Selon Jean-Luc Godet, à la
tête de la Direction des rayonnements ionisants et de la santé à l'Autorité de
sûreté nucléaire (ASN), "l'accident
de Tchernobyl a montré les limites d'une mentalité probabiliste",
qui suppose que les probabilités statistiques d'un accident sont si faibles que
nul n'ait besoin de s'en préoccuper.
DANS L'URGENCE
La catastrophe dans la
centrale ukrainienne conduit donc les autorités à se pencher enfin sur une
doctrine française à suivre en cas d'accident... trente ans après la
construction du premier réacteur produisant de l'électricité nucléaire en
France, à Marcoule justement. Les Plans particuliers d'intervention (PPI) font
alors leur apparition, supervisés, autour de chaque site nucléaire, par les
préfets, et encadrés désormais par un décret de 2005. Le principe : prévoir un
confinement de la population, une éventuelle évacuation, et la prise de
comprimés d'iode.
Ces PPI forment une base
indispensable à l'intervention en phase d'urgence, mais encore limitée. Au
Japon, des villages ont été évacués dans un rayon de cinquante kilomètres
autour de la centrale de Fukushima. En France, ces plans couvrent une zone ne
dépassant pas dix kilomètres, voire 500 mètres pour certaines installations,
déplore Roland Desbordes, président de la Criirad (Commission de recherche et
d'information indépendante sur la radioactivité).

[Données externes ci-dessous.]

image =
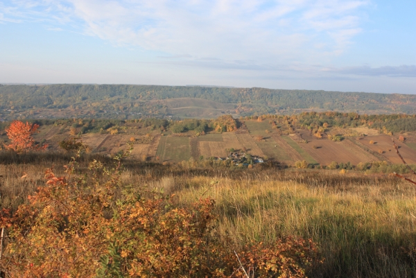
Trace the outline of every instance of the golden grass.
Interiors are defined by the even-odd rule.
[[[271,243],[288,235],[313,238],[326,258],[317,277],[413,273],[416,202],[408,184],[375,178],[345,184],[340,177],[340,184],[330,187],[261,180],[192,177],[186,189],[176,191],[177,204],[212,196],[219,215],[215,232],[231,246],[253,240]]]
[[[46,168],[53,163],[60,175],[70,157],[31,155],[0,155],[2,207],[14,202],[15,209],[25,202],[44,184]],[[8,159],[12,161],[6,163]],[[79,174],[88,173],[93,159],[106,159],[84,157]],[[410,184],[354,171],[230,171],[182,164],[126,161],[121,184],[163,189],[175,194],[180,207],[211,196],[218,216],[213,236],[230,249],[288,235],[311,238],[325,261],[310,277],[406,277],[415,272],[416,190]]]

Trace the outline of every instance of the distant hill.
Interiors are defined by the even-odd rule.
[[[0,85],[3,120],[37,118],[216,118],[304,111],[414,114],[416,95],[202,86]]]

Au-delà, rien n'est prévu
pour les populations.
Ce n'est pas la seule
limite. A Marcoule par exemple, la zone couverte par le PPI est répartie entre
le préfet du Gard et celui du Vaucluse, avec les risques que cela soulève en
termes d'ordres contradictoires.
DES PLANS
OPÉRATIONNELS ?
Mais surtout, des doutes
existent sur l'application des PPI et leur capacité à parer à toute
éventualité. Concernant la première mesure, le confinement : "Lors de l'accident d'AZF à Toulouse, le
préfet a ordonné de s'enfermer chez soi. Mais dans certaines maisons, les
fenêtres avaient éclaté. Et dans les zones rurales, si on coupe la ventilation
d'un élevage en batterie, tous les animaux meurent", explique
Raymond Sené, physicien nucléaire membre du GSIEN (Groupement des scientifiques
pour l'information sur l'énergie nucléaire).
Les PPI prévoient
également la mise à disposition de comprimés d'iode – qui permettent
uniquement de se protéger d'une contamination à l'iode radioactive, à l'origine
de cancers de la thyroïde. Mais l'épisode de Marcoule a démontré les
dysfontionnements du dispositif : "c'est
un fiasco", affirme Alexandre Pissas, président de la CLI
(Comité local d'information) de ce site. "Toutes
les communes concernées n'ont pas été chercher leurs boîtes, certains habitants
non plus, et des stocks entiers d'iode sont périmés dans les
pharmacies..." De plus, selon Roland Desbordes, "il est désormais interdit de se procurer de
l'iode au-delà de la zone très limitée du PPI."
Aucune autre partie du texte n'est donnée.